Now that the International Criminal Court has opened an
investigation into Col. Gadhafi himself, such fears may well be a
reason why the Libyan leader has chosen to battle his own people
instead of seeking exile like Mr. Taylor or Zine al-Abidine Ben Ali,
the former Tunisian president now residing in Saudi Arabia.
Col. Gadhafi's behavior illustrates a thorny moral dilemma: An
international drive to ensure ousted dictators answer for their
crimes may, perversely, end up prolonging their rule—and extract a
heavy toll in human lives.
"The very real fear that Gadhafi & Co. effectively may have no
place to go outside Libya where they would be safe from
pursuit…provides a compelling incentive to fight on," explains Wayne
White, a scholar at the Middle East Institute in Washington and a
former State Department intelligence official.

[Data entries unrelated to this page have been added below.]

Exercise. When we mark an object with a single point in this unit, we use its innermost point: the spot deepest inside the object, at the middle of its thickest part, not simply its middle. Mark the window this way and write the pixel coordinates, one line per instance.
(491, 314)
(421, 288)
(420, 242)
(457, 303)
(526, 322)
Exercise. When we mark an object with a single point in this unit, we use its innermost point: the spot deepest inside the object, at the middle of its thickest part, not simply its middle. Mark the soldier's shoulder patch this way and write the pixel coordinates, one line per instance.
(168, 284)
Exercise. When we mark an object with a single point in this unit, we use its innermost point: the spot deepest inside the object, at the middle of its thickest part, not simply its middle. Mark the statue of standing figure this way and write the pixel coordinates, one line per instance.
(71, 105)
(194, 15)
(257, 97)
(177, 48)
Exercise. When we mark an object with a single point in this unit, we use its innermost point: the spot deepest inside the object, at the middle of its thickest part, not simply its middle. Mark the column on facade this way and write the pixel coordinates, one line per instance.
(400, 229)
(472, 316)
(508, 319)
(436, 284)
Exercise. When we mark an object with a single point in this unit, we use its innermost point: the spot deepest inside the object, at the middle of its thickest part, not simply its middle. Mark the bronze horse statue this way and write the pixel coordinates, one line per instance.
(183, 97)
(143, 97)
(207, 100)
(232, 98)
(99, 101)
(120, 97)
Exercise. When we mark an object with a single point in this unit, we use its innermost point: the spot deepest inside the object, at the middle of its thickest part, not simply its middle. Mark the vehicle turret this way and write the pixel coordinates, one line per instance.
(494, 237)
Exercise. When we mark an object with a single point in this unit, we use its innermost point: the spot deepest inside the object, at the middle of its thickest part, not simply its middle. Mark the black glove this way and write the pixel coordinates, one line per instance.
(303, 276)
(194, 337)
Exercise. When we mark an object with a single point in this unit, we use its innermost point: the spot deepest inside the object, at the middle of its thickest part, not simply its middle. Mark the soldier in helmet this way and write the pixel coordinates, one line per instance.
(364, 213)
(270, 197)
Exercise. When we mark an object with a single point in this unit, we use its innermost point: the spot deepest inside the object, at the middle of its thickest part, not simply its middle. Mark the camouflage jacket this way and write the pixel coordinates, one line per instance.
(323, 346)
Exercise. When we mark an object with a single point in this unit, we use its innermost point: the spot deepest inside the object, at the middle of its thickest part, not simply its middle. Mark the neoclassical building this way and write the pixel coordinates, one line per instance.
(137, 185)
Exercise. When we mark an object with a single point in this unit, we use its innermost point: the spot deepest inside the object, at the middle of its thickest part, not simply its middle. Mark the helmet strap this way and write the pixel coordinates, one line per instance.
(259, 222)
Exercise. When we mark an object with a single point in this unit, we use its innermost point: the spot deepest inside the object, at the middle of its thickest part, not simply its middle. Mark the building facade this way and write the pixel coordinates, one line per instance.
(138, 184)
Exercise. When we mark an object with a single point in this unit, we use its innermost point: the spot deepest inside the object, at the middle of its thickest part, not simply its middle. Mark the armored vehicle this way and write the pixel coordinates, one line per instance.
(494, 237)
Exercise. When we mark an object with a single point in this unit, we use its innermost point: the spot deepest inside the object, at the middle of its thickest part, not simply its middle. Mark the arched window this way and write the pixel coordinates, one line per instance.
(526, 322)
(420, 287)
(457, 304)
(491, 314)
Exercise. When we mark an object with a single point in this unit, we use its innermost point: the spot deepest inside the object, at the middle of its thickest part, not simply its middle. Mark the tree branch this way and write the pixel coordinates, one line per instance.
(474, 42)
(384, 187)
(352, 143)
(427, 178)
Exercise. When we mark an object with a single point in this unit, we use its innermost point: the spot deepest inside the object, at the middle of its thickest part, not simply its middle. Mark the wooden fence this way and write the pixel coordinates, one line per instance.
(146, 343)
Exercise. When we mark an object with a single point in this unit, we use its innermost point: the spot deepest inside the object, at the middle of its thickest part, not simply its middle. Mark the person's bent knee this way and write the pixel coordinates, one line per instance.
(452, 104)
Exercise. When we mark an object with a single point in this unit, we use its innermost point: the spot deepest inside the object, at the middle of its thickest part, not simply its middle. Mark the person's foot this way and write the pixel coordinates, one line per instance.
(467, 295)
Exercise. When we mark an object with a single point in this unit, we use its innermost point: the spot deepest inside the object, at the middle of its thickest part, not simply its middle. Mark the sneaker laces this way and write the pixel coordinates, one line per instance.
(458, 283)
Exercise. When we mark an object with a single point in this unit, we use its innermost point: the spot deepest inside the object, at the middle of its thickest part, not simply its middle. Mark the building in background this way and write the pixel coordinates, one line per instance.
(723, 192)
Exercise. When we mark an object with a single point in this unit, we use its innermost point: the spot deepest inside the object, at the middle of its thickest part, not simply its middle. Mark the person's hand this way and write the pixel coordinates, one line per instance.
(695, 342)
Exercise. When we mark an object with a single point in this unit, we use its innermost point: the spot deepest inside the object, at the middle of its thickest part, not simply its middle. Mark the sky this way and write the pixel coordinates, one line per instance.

For the international community, the dilemma has often amounted
to a trade-off between conflict resolution and justice. In recent
years, though, the arc of history has leaned toward justice, no
matter the consequences.
In 1986, the U.S. convinced Haiti's Jean-Claude Duvalier to
depart as he faced an uprising. "We were able to say, 'the only way
you can stay is if you kill a lot of people. Wouldn't your life be
better if you went to France instead?' And he did," recalled Elliott
Abrams, who was assistant secretary of state for inter-American
affairs in the 1980s.
In South Africa, in the early 1990s, the choice was made to give
amnesty for apartheid-era atrocities to those who confessed to the
Truth and Reconciliation Commission—ensuring a democratic
transition.
Britain's arrest of Chile's Augusto Pinochet in 1998 marked the
first time in recent history that international justice caught up
with a former dictator. In 2001, Serbia handed over former President
Slobodan Milosevic to an international court in The Hague; in 2006
came Mr. Taylor's extradition, after three years in exile in
Nigeria, to a United Nations-backed tribunal in Sierra Leone.
Concern that Mr. Taylor's fate would make other dictators more
reluctant to part with power was widely expressed at the time, said
John Campbell, who served as U.S. ambassador to Nigeria and is now a
senior fellow at the Council on Foreign Relations. The U.S. and
other governments believed that the deterrent effect on others
contemplating bloodshed would outweigh that concern, he said.
President Barack Obama's administration has moved the U.S. closer
to embracing international criminal justice, though the U.S. hasn't
ratified the ICC statute and doesn't recognize its jurisdiction, in
part because of fears that American soldiers and politicians could
find themselves prosecuted one day for their involvement in the wars
in Afghanistan and Iraq.
When the U.N. Security Council referred the violence in Darfur to
the ICC in 2005, resulting in the indictment of Sudanese President
Omar al-Bashir, the U.S. abstained. But last month, the U.S. joined
the entire 15-member Security Council in voting to refer Libya's
regime to the international court, and to slap an asset freeze and
travel ban on Col. Gadhafi and his entourage.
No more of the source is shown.